Through this fine stew
Unified by its good red burgundy stock.
Thank you vintners and wine makers
For your part in this symphony
Conducted with the tang of a bay leaf.
Let’s see, allow me to consider what else
For which to be thankful in my
deep dish of pungent stew...
...ah the succulence of fall-apart beef
Nurtured to morseled chunks by your hand,
My cook, my uniter of all components.
Thank you cattle for offering yourselves as sacrifice
Thank you slaughterhouse workers
wading ankle-deep in blood.
Thank you, those of you with the courage
to impersonally slay.
Thank you to the packers hanging carcasses on hooks.
Thank you for the cutters who hew beef bodies
As if they were so many grades and cuts of lumber.
Thank you, all of you, for the intimate part
You play in my meal and my life this day.

Please Post Your Comments Here about the above or any below and/or Read the Comments of Others.You can sign in as "blogger" or "other" but please add your name or initials to your text. Or email me at We need your feedback.

(P3) Political (sort of)

New Series: Things Even I Know That George Bush Doesn't

(1) "In all there are more than seven thousand known species of dung beatles without which the earth would literally smother in excrement."

-Carl Hiaasen in Sick Puppy


Chiara said...

You changed your picture? No suspenders.

Now you know why I don't eat beef, my dear.

Duncan said...

I don't eat.....very much.....beef. But, alas, only a little because it makes fat globules that float around in my blood and clog my vessels.

If one consumed only nuts and fruits, milks and cheeses, and there may be more, one could probably survive without killing another being.

I know a woman who will eat nothing that walks, flies, swims or grows in the dark. Legumes are permitted as the "working" part of the plant grows in daylight.

joe said...

Hi Ed -
Great poem, thanks.
I, too, struggle toward eliminating meat from my diet.
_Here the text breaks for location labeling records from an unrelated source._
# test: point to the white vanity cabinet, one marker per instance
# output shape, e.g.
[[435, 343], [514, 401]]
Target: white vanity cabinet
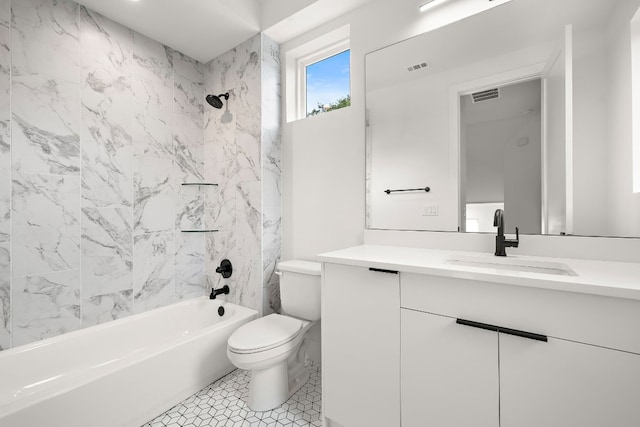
[[465, 374], [564, 383], [360, 346], [449, 373], [428, 344]]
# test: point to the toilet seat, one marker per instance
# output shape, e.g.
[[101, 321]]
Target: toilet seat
[[265, 334]]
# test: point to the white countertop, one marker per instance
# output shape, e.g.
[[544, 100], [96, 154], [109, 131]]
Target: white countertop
[[612, 279]]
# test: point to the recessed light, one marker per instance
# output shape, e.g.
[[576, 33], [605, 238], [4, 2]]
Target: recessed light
[[429, 4]]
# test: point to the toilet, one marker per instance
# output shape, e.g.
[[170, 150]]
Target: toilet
[[274, 347]]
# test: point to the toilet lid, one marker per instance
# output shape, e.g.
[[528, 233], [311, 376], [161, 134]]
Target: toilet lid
[[264, 333]]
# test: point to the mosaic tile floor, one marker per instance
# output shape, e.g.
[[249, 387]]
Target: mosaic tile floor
[[223, 404]]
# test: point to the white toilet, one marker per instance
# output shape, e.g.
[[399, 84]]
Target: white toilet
[[274, 347]]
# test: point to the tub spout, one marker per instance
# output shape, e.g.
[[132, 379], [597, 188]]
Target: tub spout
[[215, 292]]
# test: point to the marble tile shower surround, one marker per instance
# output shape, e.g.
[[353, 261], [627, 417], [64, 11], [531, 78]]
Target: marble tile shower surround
[[99, 127], [243, 156]]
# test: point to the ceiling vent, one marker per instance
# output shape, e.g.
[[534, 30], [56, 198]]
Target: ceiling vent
[[485, 95], [417, 66]]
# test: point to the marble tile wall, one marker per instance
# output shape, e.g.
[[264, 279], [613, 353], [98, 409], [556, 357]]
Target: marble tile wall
[[99, 126], [242, 155]]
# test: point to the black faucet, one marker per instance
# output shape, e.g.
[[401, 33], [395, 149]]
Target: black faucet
[[216, 292], [501, 242]]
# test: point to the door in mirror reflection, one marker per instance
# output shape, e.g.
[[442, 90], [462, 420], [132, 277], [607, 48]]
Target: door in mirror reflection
[[501, 152]]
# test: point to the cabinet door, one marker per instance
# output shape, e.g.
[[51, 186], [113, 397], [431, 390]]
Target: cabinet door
[[360, 346], [563, 384], [449, 373]]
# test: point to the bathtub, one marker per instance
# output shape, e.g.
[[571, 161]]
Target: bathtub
[[121, 373]]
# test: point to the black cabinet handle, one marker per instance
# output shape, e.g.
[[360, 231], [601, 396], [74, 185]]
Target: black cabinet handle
[[381, 270], [508, 331], [477, 325], [523, 334]]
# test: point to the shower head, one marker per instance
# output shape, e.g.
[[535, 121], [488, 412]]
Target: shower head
[[215, 101]]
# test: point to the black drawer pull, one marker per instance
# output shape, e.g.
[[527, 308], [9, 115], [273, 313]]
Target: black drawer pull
[[477, 325], [523, 334], [381, 270], [508, 331]]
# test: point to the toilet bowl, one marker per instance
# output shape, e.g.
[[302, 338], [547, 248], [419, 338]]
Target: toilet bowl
[[274, 347]]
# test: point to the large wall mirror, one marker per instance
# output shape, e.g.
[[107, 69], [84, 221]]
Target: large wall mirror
[[526, 107]]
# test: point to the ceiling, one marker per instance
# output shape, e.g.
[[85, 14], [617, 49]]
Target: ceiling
[[204, 29]]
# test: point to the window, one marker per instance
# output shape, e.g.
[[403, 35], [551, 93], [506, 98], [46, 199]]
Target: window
[[327, 84], [318, 75]]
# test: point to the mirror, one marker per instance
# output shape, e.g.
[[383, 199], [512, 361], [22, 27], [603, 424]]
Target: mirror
[[525, 107]]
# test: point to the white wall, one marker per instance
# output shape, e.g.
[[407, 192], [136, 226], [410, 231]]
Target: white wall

I've cut down on almost everything, but, since I'm not really "excited" about any veggies, I'll probably never succeed completely.

I became more serious about it a few years ago, after reading that "factory farming" was becomming quite common throughout the US, squeezing out the traditional, and relatively humane family farms.
The article discussed in some detail, how dreadful is the treatment of animals in such places, which places their health at great risk and which, thus, requires that they receive massive doses of antibiotics, vitamins, etc... Sounded real grim. However, the kicker, for me was this little factoid:
It is illegal in Illinois, and in some other states, to take a photograph of a factory farm...!!!